Echange 14 RTT contre zéro

le 04 février 2005 à 10h46 , mis à jour le 04 février 2005 à 11h42

Les salariés de l'usine TRW en Moselle ont été contraints de renoncer à leurs jours de RTT afin d'échapper à un plan social concernant 300 emplois. La direction du groupe américain se félicite qu'une délocalisation ait pu être évitée.

[Expiré] [Expiré] TRW 35 heures usine Moselle © AFP

"On n'a pas eu le choix. C'était ça ou un plan social avec 300 licenciements à la clé" : amère, une déléguée du personnel d'un équipementier automobile de Lorraine résume le conflit au terme duquel les salariés de l'entreprise ont renoncé à leurs jours de RTT. Dans l'unité lorraine de Bouzonville, l'une des sept implantées en France par le groupe américain TRW, un millier de salariés travaillent à la fabrication de systèmes de freinage pour l'industrie automobile. En octobre, la direction du site a dénoncé plusieurs accords d'entreprise dont celui concernant la réduction du temps de travail. "On s'est aussitôt mis en grève pour exiger de la direction qu'elle se mette à la table des négociations", raconte Clarence Thomassin, déléguée CFTC de l'usine.
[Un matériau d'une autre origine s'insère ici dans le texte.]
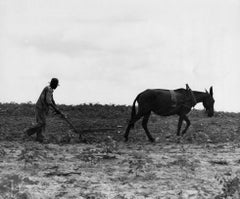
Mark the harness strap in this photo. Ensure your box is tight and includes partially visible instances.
[169,90,177,107]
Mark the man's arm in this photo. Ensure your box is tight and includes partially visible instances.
[46,89,61,114]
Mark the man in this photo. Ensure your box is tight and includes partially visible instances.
[25,78,62,142]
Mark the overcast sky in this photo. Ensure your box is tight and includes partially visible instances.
[0,0,240,112]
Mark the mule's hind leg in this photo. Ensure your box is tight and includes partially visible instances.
[124,113,142,142]
[142,112,155,142]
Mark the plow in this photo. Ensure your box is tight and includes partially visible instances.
[60,113,122,143]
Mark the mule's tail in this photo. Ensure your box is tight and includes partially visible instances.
[129,93,141,128]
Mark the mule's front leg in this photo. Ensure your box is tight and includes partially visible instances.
[142,112,155,142]
[182,115,191,135]
[177,115,183,136]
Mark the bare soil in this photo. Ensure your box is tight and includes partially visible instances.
[0,104,240,199]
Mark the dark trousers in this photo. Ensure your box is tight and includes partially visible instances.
[27,108,47,139]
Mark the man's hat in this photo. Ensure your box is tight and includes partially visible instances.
[50,78,59,86]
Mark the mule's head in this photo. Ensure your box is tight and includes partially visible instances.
[203,86,215,117]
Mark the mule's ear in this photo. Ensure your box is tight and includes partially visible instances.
[209,86,213,96]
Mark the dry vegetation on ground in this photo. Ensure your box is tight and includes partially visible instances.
[0,103,240,199]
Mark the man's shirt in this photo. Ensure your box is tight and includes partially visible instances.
[36,86,54,113]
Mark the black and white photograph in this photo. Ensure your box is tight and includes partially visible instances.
[0,0,240,199]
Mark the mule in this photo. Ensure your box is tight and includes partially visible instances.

La réaction de la direction est radicale : elle affirme qu'elle ne touchera pas aux acquis sociaux mais prévoit 300 licenciements. Le personnel est alors consulté lors d'un scrutin à bulletins secrets et accepte majoritairement d'abandonner les RTT en échange du maintien des effectifs.

Réaction d'adultes

L'accord de principe signé par la CGT et la CFTC prévoit, outre le passage progressif de 14 RTT à zéro d'ici à 2007, une augmentation salariale de 2,5% en octobre prochain, 39 heures payées 38,5 en 2007 ainsi qu'une hausse des volumes de production. "L'incapacité des syndicats à s'entendre a placé la direction en position de force et nous a conduit à céder bien plus que ce que nous aurions voulu", regrette Clarence Thomassin. "On a été trompés. On a renoncé aux 35 heures pour sauver des emplois mais le plan social annoncé resurgira bientôt sous une autre forme", prédit quant à lui Jean-Michel Magard, délégué CFDT, non signataire de l'accord.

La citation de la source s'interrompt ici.